2. The court found that the magistrate judge improperly relied on a non-final USPTO finding to establish that the marks were confusingly similar. The court said the USPTO did not have access to the same evidence that was available to the court, and that militated against deference to the USPTO decision. While the analysis of the USPTO can often be important, in this case it wasn’t.
3. There’s no evidence that GrubHub used its logos without also including the name GrubHub in the U.S. In fact, because the Seamless brand was being phased out, consumers would not even encounter the Seamless logo. Prominent display of different brand names, in this case GrubHub, reduced the likelihood of confusion, even where the marks were otherwise similar.
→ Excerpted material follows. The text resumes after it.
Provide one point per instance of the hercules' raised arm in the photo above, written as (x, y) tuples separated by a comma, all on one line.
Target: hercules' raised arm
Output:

Additionally, the use of brand marks next to the logos was more likely to mitigate reverse confusion because both parties here had established highly recognizable brands.
4. There were only two instances of anonymous social media comments. Home Chef relied on two conspicuously worded, anonymous social media posts to prove actual confusion. The R&R shouldn’t have relied on such evidence.
In the Seventh Circuit (where District Courts for Illinois are located), courts look to seven factors when evaluating the potential for consumer confusion. Among the factors this judge considered in denying the motion for preliminary injunction was the appearance of the marks. Here, the judge found that the logos themselves were dissimilar and described their dissimilarities in detail.
Finally, there was no evidence that GrubHub used its mark in bad faith because in fact they had adopted the mark with a new parent company that was using the logo overseas. Home Chef did not argue that Grubhub had any intent to pass off its services for Home Chef’s. Instead, Home Chef just claims that their rights were ignored.
Well, that’s not enough. One has to show bad faith to have that additional element to demonstrate passing off. The court decided that Home Chef did not make a sufficiently strong showing of likely success on the merits, rejected the R&R and denied the motion for preliminary injunction.
And the moral of the story? The first decision — here, the R&R — is not necessarily the final one.